March 11: Dr. Gary Nabhan

Food from the Radical Center: Healing Our Lands & Communities

Gary Nabhan is an ethnobiologist, nature writer, and world expert on the people, plants and wildlife of the Sonoran Desert.  A recipient of a MacArthur “genius award,” Nabhan was honored by Utne Reader in 2011 as one of several visionaries whose work is making the world a better place in which to live.  In his career Gary has served as Science Director at the Arizona Sonora Desert Museum and Professor of Biology at the University of Arizona. Dr. Nabhan is the author of more than 20 books, including his most recent, Food from the Radical Center: Healing Our Lands & Communities, which he will sign following his presentation.

April 1: Dr. Olivia Carril – postponed

To Bee or Not to Bee:  Documenting bee declines in dynamic landscapes

Dr. Olivia Carril has been studying native bees and the plants they visit for over 20 years.  Recent evidence has hinted at a possible decline in native bee species in North America, but with over 4,000 bee species occurring here, quantifying these declines and elucidating which bees are most effected has proved challenging for researchers.  Olivia has been involved in several long term bee monitoring projects throughout western North America which harbors nearly three-quarters of the bee species found in the U.S; many of these areas have never been sampled for bees.  Her work focuses on the drivers of their diversity and the causes and consequences of decline, even as new species are discovered.  Olivia will discuss our current understanding of native bee populations and their health, the challenges researchers are working to overcome, and the importance of their ecosystem services.

April 14: Dr. Thomas Lovejoy – postponed

The Wild Solution to Climate Change: Climate Change and the Living Planet

Dr. Thomas Lovejoy will present, “The Wild Solution to Climate Change: Climate Change and the Living Planet.” Tom Lovejoy has played a leadership role in global conservation for more than 50 years. Dr. Lovejoy is best known for his seminal research in the forests of Peru, which helped launch the “Save the Rainforest” movement, and in 1980, he coined the terms biological diversity and biodiversity. Tom has served as Executive Vice President of the World Wildlife Fund, Chief Biodiversity Advisor to the World Bank and President of the Heinz Center for Science, Economics and the Environment. Today, Tom is a Senior Fellow at the UN Foundation, as well as University Professor at George Mason University. It is a great honor to present Dr. Tom Lovejoy with the 2020 Cincinnati Zoo Wildlife Conservation Award.

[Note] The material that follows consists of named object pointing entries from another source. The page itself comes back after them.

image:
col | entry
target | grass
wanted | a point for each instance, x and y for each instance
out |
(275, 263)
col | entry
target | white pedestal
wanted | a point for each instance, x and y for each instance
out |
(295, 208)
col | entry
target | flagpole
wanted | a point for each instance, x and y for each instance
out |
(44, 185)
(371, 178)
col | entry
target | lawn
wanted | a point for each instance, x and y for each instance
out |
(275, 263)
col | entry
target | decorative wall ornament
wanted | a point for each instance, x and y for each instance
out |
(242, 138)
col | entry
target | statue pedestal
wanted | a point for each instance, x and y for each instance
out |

Wednesday, May 6: Dr. Peter Dann – postponed

Ask not what penguins can do for us but what we can do for penguins: A story about the recovery of the world’s largest colony of the world’s smallest penguin.

Dr. Peter Dann is Research Director at Phillip Island Nature Parks (not-for-profit conservation organisation) which carries out investigations of the Island’s significant populations of Little Penguins, Short-tailed Shearwaters, Hooded Plovers, Australian Fur seals and the Island’s threatened species. He has published over 180 papers and book chapters and edited a book on penguin ecology and management. His main research interests are population regulation, demography, climate change, foraging ecology, mitigation of anthropogenic threats to seabirds, ecology of islands and the conservation of threatened species. He has a life-long commitment to science-based wildlife management and threatened species conservation and is a Board member of the World Seabird Union and co-chair of the scientific committee for the World Seabird Conference in Hobart in 2020.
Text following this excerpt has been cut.